The humor is very light, and is strictly delivered by Siddiqui. His performance is top-notch and I can even risk saying that he is second to none when it comes to portraying a character like Manjhi, who was known for his madness and extraordinary determination. Although he is the star of the film in its most basic sense, I personally think that his characterization was type-cast as if making him do certain things is a norm now. Talking about Miss Elegance, I have grown fond of Apte over the years. Be it her bombed Malayalam language film Haram (2015) or her viral short film Ahalya (2015), her performance is something that you cannot term as acting; she lives her character.
The biggest problem I had with the script was that I didn't know what went on Manjhi's mind before, during, and after he took on the impossible job. There is no insight into his strategy, if there was any, or at least the basic intention or the layout. This made it feel like we are watching a soap opera that is high on background noise, but low on substance. Still, there is a point towards the end where Manjhi realizes how his material nemesis was both cruel and kind enough to first kill his wife, and then let him break it apart, respectively; and that is the gist of the story. Nevertheless, the make-up, costumes, dialogs, and production design are brilliant.
Lots of sub-stories were unnecessarily inserted into the period drama, which could have been a lot more solid had the makers focused solely on the feat. With Siddiqui at the helm, Mr. Mehta relies on cast performance and a legend story to steer a vehicle that has boxes in place of tires.
BOTTOM LINE: Manjhi - The Mountain Man is no doubt a hard-worked depiction of an incredible story of a man who broke a mountain to prove his love, only that when you compare it with a similar but famous story of the Taj Mahal, you will still go with the latter. That is the powerlessness of the film.

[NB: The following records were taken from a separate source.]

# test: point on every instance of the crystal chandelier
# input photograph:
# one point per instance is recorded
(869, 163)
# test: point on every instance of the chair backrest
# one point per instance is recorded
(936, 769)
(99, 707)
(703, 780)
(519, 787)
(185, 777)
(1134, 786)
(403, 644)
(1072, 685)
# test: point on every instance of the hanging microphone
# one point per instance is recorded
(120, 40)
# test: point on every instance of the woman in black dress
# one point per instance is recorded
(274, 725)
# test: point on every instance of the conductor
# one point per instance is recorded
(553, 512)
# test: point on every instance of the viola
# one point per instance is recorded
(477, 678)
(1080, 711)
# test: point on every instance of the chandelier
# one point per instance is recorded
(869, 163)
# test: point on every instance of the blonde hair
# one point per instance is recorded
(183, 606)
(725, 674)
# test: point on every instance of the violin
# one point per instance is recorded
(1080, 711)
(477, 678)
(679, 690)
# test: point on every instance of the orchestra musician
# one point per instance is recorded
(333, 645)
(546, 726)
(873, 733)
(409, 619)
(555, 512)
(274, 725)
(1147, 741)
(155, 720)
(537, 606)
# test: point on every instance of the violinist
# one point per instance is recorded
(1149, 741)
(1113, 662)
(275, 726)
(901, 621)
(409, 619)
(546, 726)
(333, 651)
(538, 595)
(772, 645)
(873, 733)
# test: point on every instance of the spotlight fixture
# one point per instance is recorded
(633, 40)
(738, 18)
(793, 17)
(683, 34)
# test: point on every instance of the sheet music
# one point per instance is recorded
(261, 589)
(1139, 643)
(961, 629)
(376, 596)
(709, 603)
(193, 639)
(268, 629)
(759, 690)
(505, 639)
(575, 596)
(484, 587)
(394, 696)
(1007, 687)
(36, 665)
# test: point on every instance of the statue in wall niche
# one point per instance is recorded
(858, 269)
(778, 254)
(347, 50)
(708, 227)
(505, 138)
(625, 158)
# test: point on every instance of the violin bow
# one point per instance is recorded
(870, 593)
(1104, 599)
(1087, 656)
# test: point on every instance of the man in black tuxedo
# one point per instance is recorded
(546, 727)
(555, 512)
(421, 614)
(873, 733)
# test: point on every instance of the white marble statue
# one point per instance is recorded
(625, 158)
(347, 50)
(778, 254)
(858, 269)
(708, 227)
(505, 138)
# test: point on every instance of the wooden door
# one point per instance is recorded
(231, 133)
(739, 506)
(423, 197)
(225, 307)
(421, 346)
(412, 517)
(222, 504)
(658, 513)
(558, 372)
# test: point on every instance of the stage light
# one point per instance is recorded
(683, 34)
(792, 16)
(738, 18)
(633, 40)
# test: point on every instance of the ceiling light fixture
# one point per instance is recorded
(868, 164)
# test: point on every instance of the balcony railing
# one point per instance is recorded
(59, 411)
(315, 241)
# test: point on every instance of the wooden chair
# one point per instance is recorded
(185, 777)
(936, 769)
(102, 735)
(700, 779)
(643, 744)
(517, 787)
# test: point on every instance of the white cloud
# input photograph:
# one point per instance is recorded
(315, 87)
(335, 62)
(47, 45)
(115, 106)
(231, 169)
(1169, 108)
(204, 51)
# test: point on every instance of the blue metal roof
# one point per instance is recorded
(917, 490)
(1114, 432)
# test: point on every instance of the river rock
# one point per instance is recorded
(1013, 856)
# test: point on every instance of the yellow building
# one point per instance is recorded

GRADE: B- VERDICT: One-time must watch.
Can be watched with a typical Indian family? YES
Crafted to perfection!!
Every expression of this guy coming from a small village makes you feel that he has been to that situation from ages, what else you expect out of an perfect actor. Story no doubt is one of inspiring of all time, but driving that also needs an art which Ketan Mehta has done brilliantly. Radhika is charming in her role. Must watch for all in theaters if you want to keep good cinema alive and wish to see good message films instead brain ghar pe rakh ke jao crap movies. Kudos to Nawaz and team once again!